Other changes to the lo­cal land­scape in­clude the new Spad­ina line sub­way sta­tions, which will start op­er­at­ing later this year. Lucky vis­i­tors have al­ready been get­ting tours, and the sta­tions def­i­nitely look im­pres­sive. The UFO-es­que 407 sta­tion seems a bit ran­dom, sure, but the Pi­o­neer Vil­lage sta­tion, at Stee­les, and Vaughan Met­ro­pol­i­tan Cen­tre ( VMC), at Jane and High­way 7, are in­stant land­marks.
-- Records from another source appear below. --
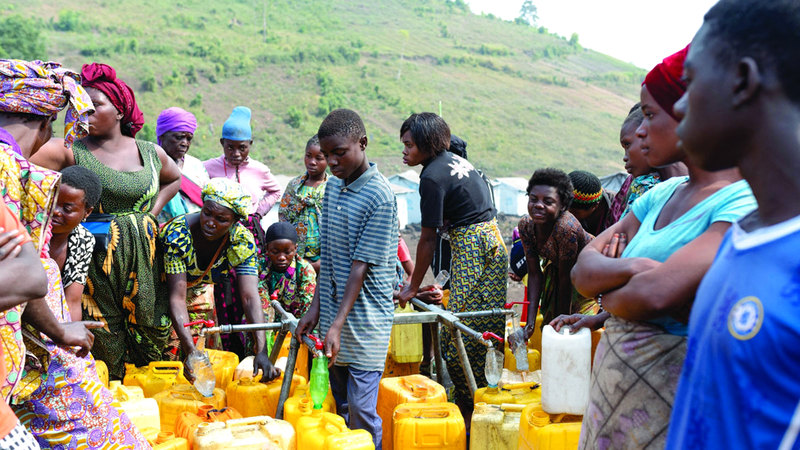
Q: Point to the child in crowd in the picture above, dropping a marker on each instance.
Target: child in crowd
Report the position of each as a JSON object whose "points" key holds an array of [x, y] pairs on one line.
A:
{"points": [[358, 256], [591, 204], [301, 204], [72, 244], [285, 272]]}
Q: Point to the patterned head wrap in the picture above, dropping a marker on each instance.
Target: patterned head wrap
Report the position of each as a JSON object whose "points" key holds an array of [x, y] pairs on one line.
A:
{"points": [[104, 78], [587, 189], [175, 119], [665, 82], [229, 194], [34, 87]]}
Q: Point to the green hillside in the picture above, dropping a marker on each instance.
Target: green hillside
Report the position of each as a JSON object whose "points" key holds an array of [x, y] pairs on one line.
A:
{"points": [[521, 97]]}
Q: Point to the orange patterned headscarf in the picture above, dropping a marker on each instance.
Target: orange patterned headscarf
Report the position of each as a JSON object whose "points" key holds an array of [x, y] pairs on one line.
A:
{"points": [[44, 89]]}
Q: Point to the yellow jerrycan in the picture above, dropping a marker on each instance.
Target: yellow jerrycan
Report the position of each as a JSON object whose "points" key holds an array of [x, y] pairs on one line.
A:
{"points": [[407, 389], [189, 421], [495, 427], [158, 376], [542, 431], [406, 340], [184, 397], [326, 431], [168, 441], [143, 412], [224, 365], [300, 404], [102, 371], [428, 426]]}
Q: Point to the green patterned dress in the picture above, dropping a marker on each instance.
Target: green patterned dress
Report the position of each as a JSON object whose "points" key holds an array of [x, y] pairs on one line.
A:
{"points": [[126, 290]]}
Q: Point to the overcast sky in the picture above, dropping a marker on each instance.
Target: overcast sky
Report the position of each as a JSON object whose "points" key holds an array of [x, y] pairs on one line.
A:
{"points": [[642, 32]]}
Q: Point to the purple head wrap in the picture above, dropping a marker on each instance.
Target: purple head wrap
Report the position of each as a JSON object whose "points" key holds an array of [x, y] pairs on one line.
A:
{"points": [[175, 119]]}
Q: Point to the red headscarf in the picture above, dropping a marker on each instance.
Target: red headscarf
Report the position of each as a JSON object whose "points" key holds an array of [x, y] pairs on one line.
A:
{"points": [[665, 81], [104, 78]]}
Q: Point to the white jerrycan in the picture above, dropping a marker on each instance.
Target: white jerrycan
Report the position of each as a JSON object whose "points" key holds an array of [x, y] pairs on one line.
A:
{"points": [[566, 370]]}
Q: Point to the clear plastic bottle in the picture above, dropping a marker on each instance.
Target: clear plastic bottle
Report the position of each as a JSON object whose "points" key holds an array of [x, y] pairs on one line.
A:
{"points": [[200, 366], [319, 376]]}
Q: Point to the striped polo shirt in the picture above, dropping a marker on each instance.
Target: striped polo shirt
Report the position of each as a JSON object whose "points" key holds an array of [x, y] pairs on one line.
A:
{"points": [[359, 223]]}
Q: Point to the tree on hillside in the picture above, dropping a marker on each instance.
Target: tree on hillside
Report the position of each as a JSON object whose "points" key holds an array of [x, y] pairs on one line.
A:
{"points": [[20, 38], [528, 13]]}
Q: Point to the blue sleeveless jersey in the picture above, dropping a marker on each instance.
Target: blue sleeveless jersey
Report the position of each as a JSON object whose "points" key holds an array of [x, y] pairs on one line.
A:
{"points": [[740, 385]]}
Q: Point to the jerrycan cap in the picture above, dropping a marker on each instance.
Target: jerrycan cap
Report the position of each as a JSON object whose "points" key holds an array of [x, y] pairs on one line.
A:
{"points": [[317, 341]]}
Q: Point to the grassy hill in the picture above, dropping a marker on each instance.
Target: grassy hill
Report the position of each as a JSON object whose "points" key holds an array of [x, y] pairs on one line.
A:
{"points": [[521, 97]]}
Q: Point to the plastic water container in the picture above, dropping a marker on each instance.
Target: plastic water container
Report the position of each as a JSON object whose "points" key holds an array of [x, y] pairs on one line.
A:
{"points": [[301, 365], [428, 426], [566, 370], [151, 434], [521, 394], [495, 427], [142, 411], [541, 431], [156, 377], [168, 441], [252, 398], [187, 421], [408, 389], [533, 355], [260, 432], [224, 364], [300, 404], [393, 368], [102, 371], [314, 429], [184, 397], [516, 377], [406, 339]]}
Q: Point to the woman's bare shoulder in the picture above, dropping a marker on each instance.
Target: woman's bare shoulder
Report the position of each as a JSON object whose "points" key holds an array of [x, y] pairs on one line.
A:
{"points": [[54, 155]]}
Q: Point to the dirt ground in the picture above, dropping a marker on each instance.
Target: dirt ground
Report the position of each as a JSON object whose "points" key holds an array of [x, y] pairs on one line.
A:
{"points": [[506, 223]]}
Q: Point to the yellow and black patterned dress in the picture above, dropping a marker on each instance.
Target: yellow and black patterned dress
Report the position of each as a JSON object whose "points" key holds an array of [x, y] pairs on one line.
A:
{"points": [[125, 289]]}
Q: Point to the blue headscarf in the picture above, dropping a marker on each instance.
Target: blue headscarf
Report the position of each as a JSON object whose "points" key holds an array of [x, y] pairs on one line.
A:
{"points": [[237, 127]]}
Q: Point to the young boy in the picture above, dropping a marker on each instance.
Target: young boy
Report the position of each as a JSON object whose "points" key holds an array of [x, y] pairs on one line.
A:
{"points": [[739, 387], [285, 272], [353, 301]]}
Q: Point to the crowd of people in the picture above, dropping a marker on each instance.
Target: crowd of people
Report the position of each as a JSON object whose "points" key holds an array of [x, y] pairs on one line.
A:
{"points": [[689, 267]]}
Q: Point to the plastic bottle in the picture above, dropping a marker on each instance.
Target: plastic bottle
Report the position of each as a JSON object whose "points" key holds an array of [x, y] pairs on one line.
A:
{"points": [[200, 366], [319, 380], [566, 370]]}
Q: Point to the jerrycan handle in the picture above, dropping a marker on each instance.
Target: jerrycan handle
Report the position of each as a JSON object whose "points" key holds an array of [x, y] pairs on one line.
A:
{"points": [[331, 423], [166, 367], [205, 323], [418, 390], [509, 305]]}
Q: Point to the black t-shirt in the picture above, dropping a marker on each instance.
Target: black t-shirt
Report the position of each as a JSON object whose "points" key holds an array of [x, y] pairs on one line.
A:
{"points": [[453, 193]]}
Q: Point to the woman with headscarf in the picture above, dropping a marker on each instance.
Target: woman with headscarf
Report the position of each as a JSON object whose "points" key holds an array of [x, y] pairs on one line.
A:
{"points": [[236, 164], [175, 130], [199, 249], [644, 271], [58, 396], [124, 290]]}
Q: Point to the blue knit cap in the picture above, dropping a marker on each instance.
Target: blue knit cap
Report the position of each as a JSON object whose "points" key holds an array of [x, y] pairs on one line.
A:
{"points": [[237, 127]]}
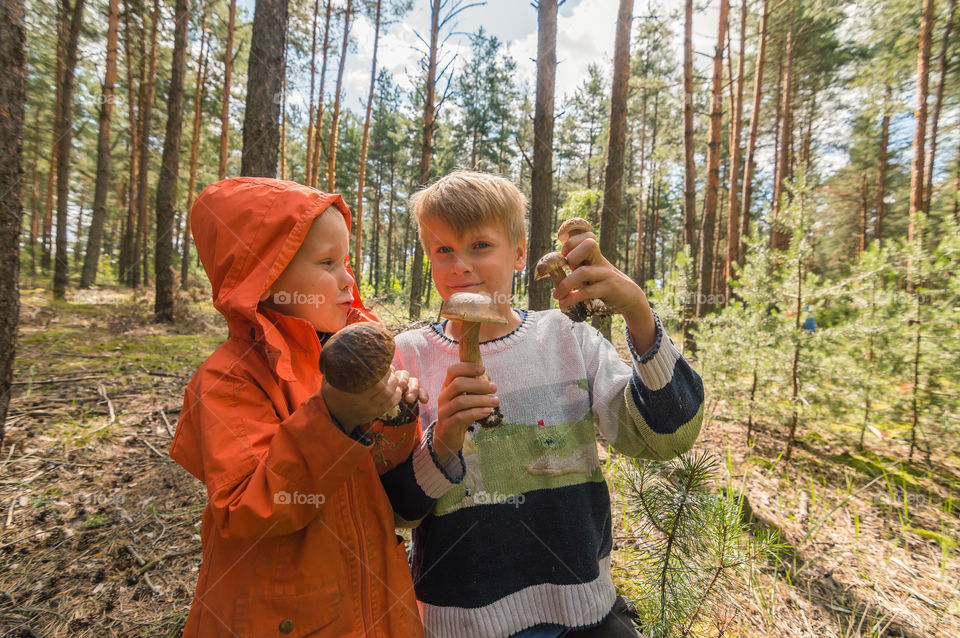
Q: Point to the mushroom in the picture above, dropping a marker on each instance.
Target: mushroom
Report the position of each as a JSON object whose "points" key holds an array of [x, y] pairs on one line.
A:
{"points": [[356, 358], [569, 228], [551, 265], [472, 309]]}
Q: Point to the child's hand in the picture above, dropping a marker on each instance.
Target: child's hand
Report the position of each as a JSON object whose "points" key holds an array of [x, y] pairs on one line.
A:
{"points": [[464, 397], [411, 387], [355, 408], [594, 277]]}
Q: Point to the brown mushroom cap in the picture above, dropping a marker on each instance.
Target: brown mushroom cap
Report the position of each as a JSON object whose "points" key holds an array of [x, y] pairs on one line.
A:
{"points": [[357, 357], [471, 306], [573, 226], [550, 262]]}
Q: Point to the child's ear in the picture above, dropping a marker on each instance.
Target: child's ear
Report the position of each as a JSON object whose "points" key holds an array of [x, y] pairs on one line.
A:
{"points": [[521, 260]]}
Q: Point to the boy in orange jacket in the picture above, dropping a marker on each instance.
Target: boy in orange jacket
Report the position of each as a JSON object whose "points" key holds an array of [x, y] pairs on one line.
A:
{"points": [[298, 534]]}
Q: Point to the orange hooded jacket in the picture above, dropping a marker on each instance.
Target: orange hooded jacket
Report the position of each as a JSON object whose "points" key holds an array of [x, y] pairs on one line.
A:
{"points": [[298, 535]]}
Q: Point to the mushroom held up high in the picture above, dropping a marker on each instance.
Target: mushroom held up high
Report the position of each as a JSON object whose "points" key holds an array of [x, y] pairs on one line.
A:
{"points": [[472, 309], [356, 358], [580, 311]]}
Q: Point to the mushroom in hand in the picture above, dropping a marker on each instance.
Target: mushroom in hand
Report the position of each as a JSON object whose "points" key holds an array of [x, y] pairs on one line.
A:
{"points": [[472, 309], [356, 358]]}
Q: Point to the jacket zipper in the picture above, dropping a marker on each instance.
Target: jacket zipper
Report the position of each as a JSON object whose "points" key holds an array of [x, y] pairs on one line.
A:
{"points": [[362, 551]]}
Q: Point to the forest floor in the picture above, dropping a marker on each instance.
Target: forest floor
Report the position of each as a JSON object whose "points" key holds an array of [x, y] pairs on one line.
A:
{"points": [[100, 528]]}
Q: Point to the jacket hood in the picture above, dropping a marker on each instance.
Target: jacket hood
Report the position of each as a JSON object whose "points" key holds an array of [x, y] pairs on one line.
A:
{"points": [[246, 230]]}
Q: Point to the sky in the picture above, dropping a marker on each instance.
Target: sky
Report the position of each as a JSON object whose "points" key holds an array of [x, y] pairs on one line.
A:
{"points": [[585, 33]]}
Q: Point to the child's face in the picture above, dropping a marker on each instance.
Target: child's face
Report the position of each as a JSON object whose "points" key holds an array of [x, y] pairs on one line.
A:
{"points": [[315, 284], [481, 260]]}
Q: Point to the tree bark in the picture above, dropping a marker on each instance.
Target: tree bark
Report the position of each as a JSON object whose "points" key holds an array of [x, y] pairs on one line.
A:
{"points": [[65, 140], [199, 92], [89, 274], [225, 99], [261, 130], [750, 161], [335, 117], [736, 127], [170, 167], [616, 140], [318, 127], [920, 117], [943, 63], [362, 171], [139, 256], [426, 152], [541, 181], [13, 60], [882, 170], [705, 293], [778, 238]]}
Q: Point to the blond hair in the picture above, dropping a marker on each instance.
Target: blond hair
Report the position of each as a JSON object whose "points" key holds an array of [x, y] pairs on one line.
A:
{"points": [[466, 200]]}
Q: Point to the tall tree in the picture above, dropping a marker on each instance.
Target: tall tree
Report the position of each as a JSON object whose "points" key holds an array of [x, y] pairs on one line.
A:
{"points": [[920, 118], [705, 302], [170, 167], [750, 162], [942, 68], [65, 131], [13, 60], [736, 125], [92, 258], [617, 138], [261, 130], [225, 99], [358, 208], [541, 178], [199, 92], [335, 116]]}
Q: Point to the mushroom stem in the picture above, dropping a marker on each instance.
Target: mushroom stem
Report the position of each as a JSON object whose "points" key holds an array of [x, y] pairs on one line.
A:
{"points": [[470, 342]]}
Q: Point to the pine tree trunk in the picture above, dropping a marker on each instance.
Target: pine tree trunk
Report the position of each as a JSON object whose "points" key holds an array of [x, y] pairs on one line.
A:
{"points": [[225, 98], [882, 171], [318, 126], [335, 116], [778, 237], [616, 142], [864, 208], [750, 160], [92, 258], [199, 92], [66, 140], [541, 180], [124, 272], [426, 152], [942, 69], [261, 131], [46, 242], [920, 117], [139, 256], [705, 292], [364, 144], [733, 190], [12, 99], [170, 167], [308, 166]]}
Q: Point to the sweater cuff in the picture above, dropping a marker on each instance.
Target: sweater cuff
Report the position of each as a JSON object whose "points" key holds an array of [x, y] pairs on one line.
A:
{"points": [[655, 368], [432, 477]]}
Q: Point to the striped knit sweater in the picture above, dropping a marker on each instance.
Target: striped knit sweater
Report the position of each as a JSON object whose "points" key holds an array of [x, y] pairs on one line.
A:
{"points": [[517, 530]]}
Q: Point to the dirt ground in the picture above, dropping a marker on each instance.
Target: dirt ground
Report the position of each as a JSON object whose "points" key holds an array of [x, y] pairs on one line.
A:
{"points": [[100, 528]]}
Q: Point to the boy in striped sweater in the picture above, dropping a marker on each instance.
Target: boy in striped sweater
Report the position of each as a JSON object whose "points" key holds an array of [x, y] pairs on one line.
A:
{"points": [[512, 525]]}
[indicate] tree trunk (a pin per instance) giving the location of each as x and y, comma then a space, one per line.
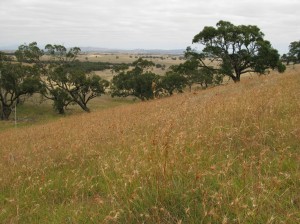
84, 107
236, 78
5, 112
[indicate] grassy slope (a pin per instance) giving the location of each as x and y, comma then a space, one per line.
225, 155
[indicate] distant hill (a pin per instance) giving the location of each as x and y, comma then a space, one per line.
134, 51
12, 48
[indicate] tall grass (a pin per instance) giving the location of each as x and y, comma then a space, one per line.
230, 154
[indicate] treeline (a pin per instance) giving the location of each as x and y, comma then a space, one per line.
228, 50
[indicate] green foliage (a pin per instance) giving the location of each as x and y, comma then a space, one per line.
66, 83
173, 81
236, 50
136, 82
194, 73
63, 80
16, 80
294, 53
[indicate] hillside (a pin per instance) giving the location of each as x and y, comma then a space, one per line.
229, 154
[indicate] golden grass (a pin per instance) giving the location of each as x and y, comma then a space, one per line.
229, 154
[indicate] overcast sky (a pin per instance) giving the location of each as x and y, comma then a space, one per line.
147, 24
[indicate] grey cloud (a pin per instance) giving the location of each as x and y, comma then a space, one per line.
140, 23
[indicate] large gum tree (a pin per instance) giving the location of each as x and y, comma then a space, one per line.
235, 50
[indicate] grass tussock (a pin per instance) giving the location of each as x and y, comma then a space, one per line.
229, 154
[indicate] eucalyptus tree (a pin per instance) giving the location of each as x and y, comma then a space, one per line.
235, 50
16, 80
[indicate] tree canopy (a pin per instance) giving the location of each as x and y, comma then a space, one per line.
16, 80
235, 50
137, 82
294, 53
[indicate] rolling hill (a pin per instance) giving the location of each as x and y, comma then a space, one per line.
229, 154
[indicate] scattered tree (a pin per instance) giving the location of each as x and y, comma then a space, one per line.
235, 50
173, 81
16, 80
294, 53
136, 82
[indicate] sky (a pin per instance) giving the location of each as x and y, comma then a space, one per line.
140, 24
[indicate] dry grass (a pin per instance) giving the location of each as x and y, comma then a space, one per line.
229, 154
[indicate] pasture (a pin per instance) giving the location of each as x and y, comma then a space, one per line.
228, 154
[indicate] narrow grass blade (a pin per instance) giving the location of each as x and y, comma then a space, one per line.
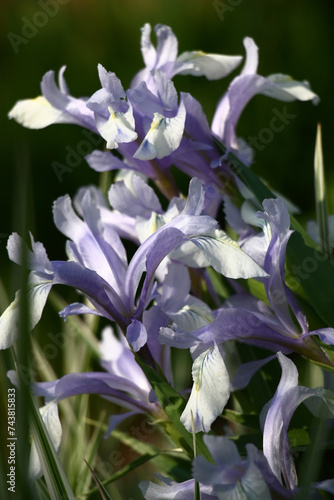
99, 485
259, 189
320, 195
54, 474
125, 470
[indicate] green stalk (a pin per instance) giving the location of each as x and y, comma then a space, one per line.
320, 195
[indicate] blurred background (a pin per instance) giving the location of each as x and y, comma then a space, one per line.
295, 38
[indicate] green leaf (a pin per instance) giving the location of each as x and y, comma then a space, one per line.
173, 463
298, 437
259, 189
173, 404
320, 195
54, 474
125, 470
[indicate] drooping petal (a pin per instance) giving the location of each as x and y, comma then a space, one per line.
216, 249
134, 197
118, 128
164, 136
210, 392
169, 490
212, 66
38, 113
136, 335
287, 398
102, 161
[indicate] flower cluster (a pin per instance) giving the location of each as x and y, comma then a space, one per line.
167, 295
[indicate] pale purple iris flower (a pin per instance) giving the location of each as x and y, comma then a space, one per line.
247, 319
170, 490
277, 415
165, 58
98, 266
243, 88
123, 383
113, 114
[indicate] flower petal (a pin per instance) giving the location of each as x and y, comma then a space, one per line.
52, 423
164, 136
210, 392
216, 249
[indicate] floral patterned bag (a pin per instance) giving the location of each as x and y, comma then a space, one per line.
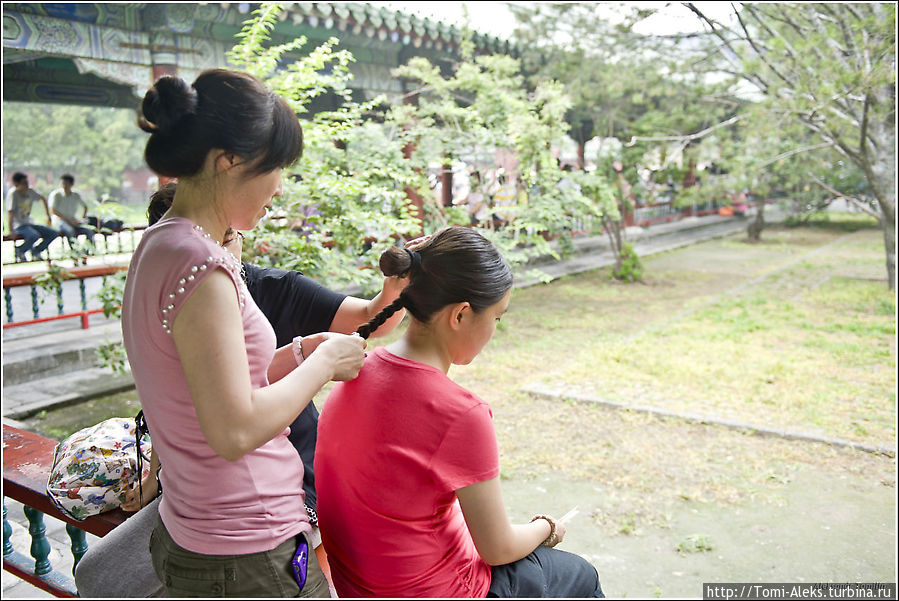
94, 468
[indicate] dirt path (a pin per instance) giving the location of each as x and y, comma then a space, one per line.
821, 527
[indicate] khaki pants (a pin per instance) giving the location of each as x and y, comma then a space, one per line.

Some have sneered, as cyn­ics like to do, that the money spent on such bold de­sign is a waste, but when you’re bring­ing tran­sit to the sub­urbs, there’s noth­ing wrong with tak­ing the op­por­tu­nity to make a state­ment.

I feel the same way about the Viva Rapid­ways. Al­though you can fo­cus on the buses and rid­er­ship, the real key is how those canopies re­de­fine the streetscape and how the ad­di­tion of landscaping, ur­ban light­ing and bi­cy­cle lanes are fun­da­men­tally and lit­er­ally chang­ing the shape of our com­mu­ni­ties.

Both around VMC and up and down our ma­jor thor­ough­fares, high­rises are chang­ing the sky­line, some nicer than oth­ers. It’s go­ing to be a con­stant chal­lenge for our politi­cians and civil ser­vants go­ing for­ward to en­sure a high stan­dard of de­sign is main­tained, es­pe­cially af­ter gen­er­a­tions of cookie-cut­ter devel­op­ment.

Pre­serv­ing our past, of course, is just as im­por­tant as build­ing that new fu­ture.

In Thorn­hill, the his­toric Robert West House will open to the pub­lic af­ter re­ceiv­ing ac­ces­si­bil­ity up­grades, and right next door, the cen­tury-old car­riage house — most re­cently a sad Mac’s Con­ve­nience Store — is be­ing trans­formed into a hand­some-look­ing pub. (Al­though they’ve been work­ing on it so long, I’m won­der if it’ll qual­ify for the 2022 awards.) Across the street, new streetscap­ing has trans­formed the side­walks through the Yonge Street her­itage district into places you might linger in­stead of rac­ing through to get to Tim Hor­tons.

From the pub­lic art and carousel in the bur­geon­ing Markham Cen­tre to the sus­tain­able Oak Ridges Com­mu­nity Cen­tre, beau­ti­ful pub­lic and pri­vate spa­ces are pop­ping up all over, and not a mo­ment to soon.

For a long time, we were com­pla­cent as our his­toric towns were trans­formed into sprawl­ing sub­urbs, but ex­pect­ing some­thing bet­ter is part of grow­ing up. So is de­mand­ing bet­ter and so is cel­e­brat­ing how far we’ve come.